Thanks to the support of the Austrian Archaeological Institute, the institute’s conservator Daniel Oberndorfer joined us and started his work on the wooden objects from TT 414 today.

Large amounts of coffin fragments and other wooden objects are in urgent need of cleaning and also consolidation – for now, I have made a list of priorities for Daniel according to both significance of the object and its state of preservation. In focus are some 26th Dynasty coffin remains which have not yet been studied in detail, but foremost several Ptolemaic fragments because of their significance for reconstructing genealogies and family trees.

Some pieces are also highly significant of the history of exploration of TT 414: Daniel started working on the small fragment of the Ptolemaic stela of Heraset (Reg. 508).
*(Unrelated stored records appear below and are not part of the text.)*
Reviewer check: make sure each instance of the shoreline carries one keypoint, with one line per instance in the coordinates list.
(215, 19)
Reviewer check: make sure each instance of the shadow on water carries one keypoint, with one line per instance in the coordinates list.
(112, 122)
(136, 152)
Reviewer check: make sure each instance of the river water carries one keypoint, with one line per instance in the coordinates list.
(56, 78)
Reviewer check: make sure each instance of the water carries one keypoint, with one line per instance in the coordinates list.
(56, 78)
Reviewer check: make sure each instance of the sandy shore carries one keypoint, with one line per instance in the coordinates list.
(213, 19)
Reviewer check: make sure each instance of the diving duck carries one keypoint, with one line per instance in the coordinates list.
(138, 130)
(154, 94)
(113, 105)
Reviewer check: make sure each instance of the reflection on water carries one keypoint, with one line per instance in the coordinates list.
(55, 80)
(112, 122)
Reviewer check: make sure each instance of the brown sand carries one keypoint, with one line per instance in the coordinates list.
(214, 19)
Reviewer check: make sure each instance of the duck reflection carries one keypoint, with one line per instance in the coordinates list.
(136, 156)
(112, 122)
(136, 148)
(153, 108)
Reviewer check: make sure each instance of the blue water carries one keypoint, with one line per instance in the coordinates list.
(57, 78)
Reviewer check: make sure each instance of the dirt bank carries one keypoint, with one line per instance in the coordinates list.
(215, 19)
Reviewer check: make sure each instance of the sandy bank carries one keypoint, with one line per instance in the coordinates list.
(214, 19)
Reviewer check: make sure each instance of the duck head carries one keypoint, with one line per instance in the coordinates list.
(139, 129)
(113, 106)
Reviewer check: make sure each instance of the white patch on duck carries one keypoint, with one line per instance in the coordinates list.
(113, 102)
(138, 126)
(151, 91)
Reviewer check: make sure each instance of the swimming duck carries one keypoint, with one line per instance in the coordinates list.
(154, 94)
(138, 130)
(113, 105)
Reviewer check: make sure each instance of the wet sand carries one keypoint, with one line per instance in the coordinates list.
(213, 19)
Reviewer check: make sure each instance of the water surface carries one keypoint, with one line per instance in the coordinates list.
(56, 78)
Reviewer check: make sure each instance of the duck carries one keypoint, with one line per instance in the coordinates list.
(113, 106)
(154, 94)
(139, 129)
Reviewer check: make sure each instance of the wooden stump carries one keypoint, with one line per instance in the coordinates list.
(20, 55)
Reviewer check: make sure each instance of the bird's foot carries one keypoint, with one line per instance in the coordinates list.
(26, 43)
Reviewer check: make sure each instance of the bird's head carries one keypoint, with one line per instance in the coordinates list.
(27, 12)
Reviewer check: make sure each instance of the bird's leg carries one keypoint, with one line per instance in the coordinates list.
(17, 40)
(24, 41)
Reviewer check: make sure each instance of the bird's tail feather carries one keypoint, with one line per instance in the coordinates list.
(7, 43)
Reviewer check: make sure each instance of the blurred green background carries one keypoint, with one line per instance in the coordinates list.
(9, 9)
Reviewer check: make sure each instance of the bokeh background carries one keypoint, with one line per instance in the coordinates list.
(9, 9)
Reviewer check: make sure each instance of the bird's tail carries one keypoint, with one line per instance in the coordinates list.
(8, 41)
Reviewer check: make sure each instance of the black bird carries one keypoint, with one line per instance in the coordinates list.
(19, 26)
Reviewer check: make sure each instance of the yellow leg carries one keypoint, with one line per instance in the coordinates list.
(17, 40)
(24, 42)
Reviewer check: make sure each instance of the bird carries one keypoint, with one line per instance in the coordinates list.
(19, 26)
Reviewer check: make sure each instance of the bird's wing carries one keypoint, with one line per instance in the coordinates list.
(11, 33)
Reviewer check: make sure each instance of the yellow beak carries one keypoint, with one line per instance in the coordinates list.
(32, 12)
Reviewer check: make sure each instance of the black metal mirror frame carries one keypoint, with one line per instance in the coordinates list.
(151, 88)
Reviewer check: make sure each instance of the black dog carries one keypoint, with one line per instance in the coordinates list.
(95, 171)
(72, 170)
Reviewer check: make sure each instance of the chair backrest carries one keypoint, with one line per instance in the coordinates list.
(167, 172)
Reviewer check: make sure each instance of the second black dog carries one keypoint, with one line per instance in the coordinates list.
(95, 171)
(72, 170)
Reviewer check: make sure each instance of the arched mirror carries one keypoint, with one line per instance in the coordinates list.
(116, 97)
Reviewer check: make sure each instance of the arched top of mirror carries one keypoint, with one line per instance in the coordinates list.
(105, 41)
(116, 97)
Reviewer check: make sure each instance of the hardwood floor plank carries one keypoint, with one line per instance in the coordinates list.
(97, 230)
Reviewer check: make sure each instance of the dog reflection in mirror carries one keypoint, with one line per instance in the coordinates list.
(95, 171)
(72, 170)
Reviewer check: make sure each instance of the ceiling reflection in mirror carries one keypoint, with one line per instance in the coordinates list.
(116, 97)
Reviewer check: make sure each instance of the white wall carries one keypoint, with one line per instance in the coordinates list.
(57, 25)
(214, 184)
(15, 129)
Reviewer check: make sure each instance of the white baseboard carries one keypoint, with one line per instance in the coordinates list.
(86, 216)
Bietak and Reiser-Haslauer noted already that it belongs to the larger part of stela BM EA 8457 which came via Henry Salt to London (Bietak/Reiser-Haslauer 1982, pl. 155; Budka 2010, 56).

Stele heraset

Like for so many other objects from TT 414, this example illustrates how much information can be gained from a joint puzzle of data deriving from both, material excavated by the Austrian Mission in TT 414 and objects currently kept in European museums originating from non-scientific work in the tomb during the 19th century (see Budka/Mekis 2017). For the identification of further objects in museums and collections as coming originally from TT 414, conservation work of the still unpublished material stored here in the Asasif is of prime importance in order to document all relevant pieces in full detail for future comparison.

References

Bietak/Reiser-Haslauer 1982 = M. Bietak/E. Reiser-Haslauer, Das Grab des Anch-Hor, vol. II, Vienna 1982.

Budka 2010 = J. Budka, Varianz im Regelwerk. Bestattungsabläufe im Monumentalgrab von Anch-Hor, Obersthofmeister der Gottesgemahlin Nitokris (TT 414), Egypt & the Levant 20, 2010, 49-66.

Budka/Mekis 2017 = J. Budka and T. Mekis, The Family of Wah-ib-Re I (TT 414) from Thebes, Egypt & the Levant 27, 219‒240.